Imagine what the world would be like if Pat Sullivan, the producer of Felix the Cat, would have challenged Disney’s trademark, siting that Mickey Mouse was so similar and heavily influenced by the famous feline who had predated Mickey on film by nine years and was, at the time, the first and most successful cartoon character of the era. It was an image of Felix, after all, that was the first cartoon character star of television.
Imagine a world with no Mickey Mouse and possibly no Disney. Mickey Mouse managed to escape the trademark trap and, in doing so, ensured that nobody else would get out alive.
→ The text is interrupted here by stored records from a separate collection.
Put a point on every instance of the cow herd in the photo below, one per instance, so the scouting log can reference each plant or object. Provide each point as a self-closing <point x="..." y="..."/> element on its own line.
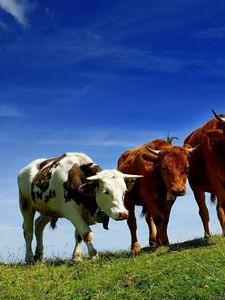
<point x="152" y="176"/>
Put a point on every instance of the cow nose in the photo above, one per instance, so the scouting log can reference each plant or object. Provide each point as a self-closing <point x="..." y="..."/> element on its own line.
<point x="123" y="215"/>
<point x="178" y="192"/>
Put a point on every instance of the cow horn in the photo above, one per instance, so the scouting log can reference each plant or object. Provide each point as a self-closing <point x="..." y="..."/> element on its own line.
<point x="153" y="151"/>
<point x="192" y="150"/>
<point x="130" y="176"/>
<point x="218" y="117"/>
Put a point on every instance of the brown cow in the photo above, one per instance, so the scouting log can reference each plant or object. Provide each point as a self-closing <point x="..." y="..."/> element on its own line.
<point x="207" y="168"/>
<point x="165" y="173"/>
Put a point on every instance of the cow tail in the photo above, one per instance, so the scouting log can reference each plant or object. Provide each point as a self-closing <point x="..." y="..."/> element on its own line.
<point x="53" y="222"/>
<point x="213" y="197"/>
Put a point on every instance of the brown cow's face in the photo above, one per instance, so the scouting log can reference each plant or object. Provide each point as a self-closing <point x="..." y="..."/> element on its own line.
<point x="174" y="168"/>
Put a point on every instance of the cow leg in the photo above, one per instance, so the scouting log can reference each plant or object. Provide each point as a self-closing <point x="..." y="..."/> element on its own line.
<point x="28" y="220"/>
<point x="152" y="230"/>
<point x="220" y="208"/>
<point x="77" y="253"/>
<point x="203" y="210"/>
<point x="40" y="224"/>
<point x="71" y="213"/>
<point x="132" y="224"/>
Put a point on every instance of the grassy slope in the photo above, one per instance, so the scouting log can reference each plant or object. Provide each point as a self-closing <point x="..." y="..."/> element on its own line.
<point x="191" y="270"/>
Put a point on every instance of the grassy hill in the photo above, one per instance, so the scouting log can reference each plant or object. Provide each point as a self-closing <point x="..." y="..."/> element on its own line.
<point x="190" y="270"/>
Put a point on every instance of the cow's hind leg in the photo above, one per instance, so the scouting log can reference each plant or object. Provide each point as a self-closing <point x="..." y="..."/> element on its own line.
<point x="40" y="224"/>
<point x="28" y="220"/>
<point x="77" y="253"/>
<point x="220" y="208"/>
<point x="152" y="230"/>
<point x="132" y="224"/>
<point x="72" y="214"/>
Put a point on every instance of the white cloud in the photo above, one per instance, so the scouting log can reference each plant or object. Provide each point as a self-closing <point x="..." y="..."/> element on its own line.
<point x="9" y="112"/>
<point x="16" y="8"/>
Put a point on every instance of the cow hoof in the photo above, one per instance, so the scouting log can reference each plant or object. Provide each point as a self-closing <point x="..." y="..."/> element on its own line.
<point x="29" y="260"/>
<point x="207" y="235"/>
<point x="95" y="257"/>
<point x="152" y="244"/>
<point x="78" y="258"/>
<point x="136" y="248"/>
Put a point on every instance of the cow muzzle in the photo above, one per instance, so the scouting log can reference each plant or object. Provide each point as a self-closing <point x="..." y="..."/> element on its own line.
<point x="123" y="215"/>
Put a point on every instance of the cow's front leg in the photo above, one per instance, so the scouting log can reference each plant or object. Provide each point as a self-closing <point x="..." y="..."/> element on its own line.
<point x="161" y="228"/>
<point x="203" y="210"/>
<point x="28" y="220"/>
<point x="220" y="208"/>
<point x="132" y="224"/>
<point x="40" y="224"/>
<point x="152" y="230"/>
<point x="71" y="213"/>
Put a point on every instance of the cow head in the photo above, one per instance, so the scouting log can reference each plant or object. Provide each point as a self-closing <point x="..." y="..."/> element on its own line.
<point x="110" y="187"/>
<point x="217" y="133"/>
<point x="173" y="163"/>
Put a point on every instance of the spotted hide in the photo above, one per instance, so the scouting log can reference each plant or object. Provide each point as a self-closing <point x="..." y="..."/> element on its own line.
<point x="71" y="186"/>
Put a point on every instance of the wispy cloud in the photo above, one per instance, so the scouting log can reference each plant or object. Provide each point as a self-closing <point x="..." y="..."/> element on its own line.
<point x="9" y="112"/>
<point x="212" y="33"/>
<point x="111" y="137"/>
<point x="18" y="9"/>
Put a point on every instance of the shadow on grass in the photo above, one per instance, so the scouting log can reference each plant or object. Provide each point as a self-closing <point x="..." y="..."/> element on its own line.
<point x="177" y="247"/>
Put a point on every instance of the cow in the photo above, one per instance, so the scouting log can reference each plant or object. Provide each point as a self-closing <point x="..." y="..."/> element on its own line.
<point x="71" y="186"/>
<point x="207" y="168"/>
<point x="165" y="170"/>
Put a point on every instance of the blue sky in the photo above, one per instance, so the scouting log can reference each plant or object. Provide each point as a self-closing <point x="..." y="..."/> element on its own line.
<point x="101" y="77"/>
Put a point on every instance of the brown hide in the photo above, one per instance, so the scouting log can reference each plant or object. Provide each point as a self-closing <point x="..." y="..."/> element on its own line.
<point x="207" y="168"/>
<point x="164" y="178"/>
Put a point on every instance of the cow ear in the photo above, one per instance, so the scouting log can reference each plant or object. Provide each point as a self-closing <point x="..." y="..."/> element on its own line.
<point x="88" y="188"/>
<point x="149" y="157"/>
<point x="130" y="182"/>
<point x="216" y="134"/>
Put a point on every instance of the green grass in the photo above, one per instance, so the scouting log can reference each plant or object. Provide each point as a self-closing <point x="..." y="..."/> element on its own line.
<point x="190" y="270"/>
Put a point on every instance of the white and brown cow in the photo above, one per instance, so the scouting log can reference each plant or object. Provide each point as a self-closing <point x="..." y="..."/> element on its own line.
<point x="71" y="186"/>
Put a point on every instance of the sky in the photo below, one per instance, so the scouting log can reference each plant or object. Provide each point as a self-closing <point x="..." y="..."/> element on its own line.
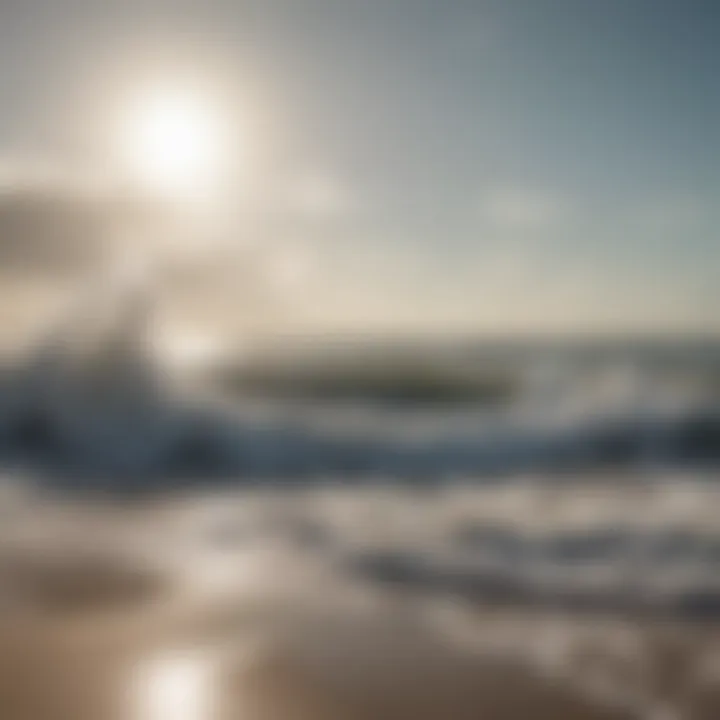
<point x="458" y="165"/>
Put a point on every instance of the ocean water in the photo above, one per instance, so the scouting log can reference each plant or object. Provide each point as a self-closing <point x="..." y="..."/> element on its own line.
<point x="414" y="530"/>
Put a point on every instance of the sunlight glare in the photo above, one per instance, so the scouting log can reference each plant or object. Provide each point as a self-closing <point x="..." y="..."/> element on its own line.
<point x="174" y="143"/>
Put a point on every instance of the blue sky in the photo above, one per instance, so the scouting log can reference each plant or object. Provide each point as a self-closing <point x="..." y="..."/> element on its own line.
<point x="470" y="164"/>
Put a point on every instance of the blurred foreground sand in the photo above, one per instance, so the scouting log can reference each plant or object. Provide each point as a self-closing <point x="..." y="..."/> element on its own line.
<point x="123" y="614"/>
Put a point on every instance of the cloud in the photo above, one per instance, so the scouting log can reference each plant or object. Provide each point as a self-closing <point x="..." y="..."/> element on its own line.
<point x="319" y="195"/>
<point x="522" y="209"/>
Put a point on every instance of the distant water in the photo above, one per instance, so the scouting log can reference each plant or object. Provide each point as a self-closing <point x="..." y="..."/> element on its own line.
<point x="428" y="412"/>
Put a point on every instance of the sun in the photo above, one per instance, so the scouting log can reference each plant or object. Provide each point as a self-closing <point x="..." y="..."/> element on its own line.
<point x="174" y="142"/>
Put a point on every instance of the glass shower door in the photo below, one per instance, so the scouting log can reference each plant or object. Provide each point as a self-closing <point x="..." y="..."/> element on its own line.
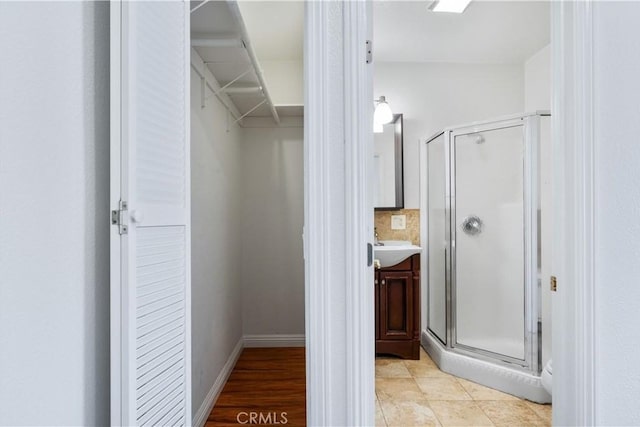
<point x="437" y="239"/>
<point x="488" y="237"/>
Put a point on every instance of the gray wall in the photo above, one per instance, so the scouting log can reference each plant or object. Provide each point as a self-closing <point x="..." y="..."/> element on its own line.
<point x="54" y="213"/>
<point x="215" y="243"/>
<point x="617" y="200"/>
<point x="272" y="216"/>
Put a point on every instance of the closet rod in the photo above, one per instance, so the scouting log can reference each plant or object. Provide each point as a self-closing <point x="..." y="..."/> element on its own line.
<point x="201" y="69"/>
<point x="235" y="10"/>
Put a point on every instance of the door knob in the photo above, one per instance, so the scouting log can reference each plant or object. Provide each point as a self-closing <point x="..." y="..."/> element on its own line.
<point x="472" y="225"/>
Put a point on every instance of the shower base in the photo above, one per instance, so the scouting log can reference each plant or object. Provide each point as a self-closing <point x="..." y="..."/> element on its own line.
<point x="513" y="381"/>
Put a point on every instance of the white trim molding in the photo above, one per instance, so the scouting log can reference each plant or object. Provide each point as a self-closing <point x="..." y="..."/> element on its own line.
<point x="200" y="418"/>
<point x="358" y="93"/>
<point x="574" y="176"/>
<point x="338" y="284"/>
<point x="275" y="340"/>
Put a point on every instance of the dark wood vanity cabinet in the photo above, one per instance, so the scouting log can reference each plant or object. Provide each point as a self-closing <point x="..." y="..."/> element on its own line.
<point x="397" y="307"/>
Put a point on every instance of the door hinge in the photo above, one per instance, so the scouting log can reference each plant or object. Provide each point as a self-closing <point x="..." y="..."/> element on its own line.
<point x="119" y="218"/>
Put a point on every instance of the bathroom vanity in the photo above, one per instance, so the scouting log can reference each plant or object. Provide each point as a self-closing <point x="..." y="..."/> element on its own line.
<point x="397" y="299"/>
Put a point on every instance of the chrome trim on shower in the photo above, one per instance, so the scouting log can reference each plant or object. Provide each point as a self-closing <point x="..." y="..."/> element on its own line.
<point x="530" y="124"/>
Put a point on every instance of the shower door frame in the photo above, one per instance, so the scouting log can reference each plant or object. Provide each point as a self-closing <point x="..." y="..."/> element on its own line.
<point x="530" y="123"/>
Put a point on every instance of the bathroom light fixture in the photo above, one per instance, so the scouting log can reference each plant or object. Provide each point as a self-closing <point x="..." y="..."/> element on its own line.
<point x="382" y="114"/>
<point x="452" y="6"/>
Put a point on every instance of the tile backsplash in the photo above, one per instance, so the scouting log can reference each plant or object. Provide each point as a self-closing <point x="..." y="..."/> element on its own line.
<point x="382" y="220"/>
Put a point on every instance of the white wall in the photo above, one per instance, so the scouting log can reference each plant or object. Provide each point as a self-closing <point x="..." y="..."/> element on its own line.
<point x="432" y="96"/>
<point x="216" y="241"/>
<point x="272" y="217"/>
<point x="537" y="81"/>
<point x="54" y="213"/>
<point x="617" y="199"/>
<point x="284" y="80"/>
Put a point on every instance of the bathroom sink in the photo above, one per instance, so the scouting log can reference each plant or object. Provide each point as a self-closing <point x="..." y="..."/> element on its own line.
<point x="392" y="252"/>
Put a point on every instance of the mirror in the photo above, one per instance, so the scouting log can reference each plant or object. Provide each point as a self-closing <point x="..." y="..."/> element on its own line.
<point x="388" y="193"/>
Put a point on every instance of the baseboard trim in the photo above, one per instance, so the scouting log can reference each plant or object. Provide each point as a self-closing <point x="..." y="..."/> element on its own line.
<point x="205" y="409"/>
<point x="278" y="340"/>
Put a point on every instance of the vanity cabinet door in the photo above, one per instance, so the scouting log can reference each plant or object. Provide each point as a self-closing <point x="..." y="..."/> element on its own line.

Deadmaus, however, may have a leg to stand on because Disney has not been a good little mouse either. Zimmerman has countered with a copyright infringement allegation, claiming that Disney used his 2009 hit “Ghosts ‘n’ Stuff” without his permission and payed no fee for the use of it. Disney claims otherwise but has yet to prove it.
This could be a life or death struggle for the career of Zimmerman. According to Billboard, the battle has already “cost him dearly”
A victory for Deadmau5 would give a lot of little guys hope, but not everyone is ready to chew off a leg to get out of a trap.
Good luck Deadmou5, I hope your stage name is not your prophecy but I wouldn’t bet on it.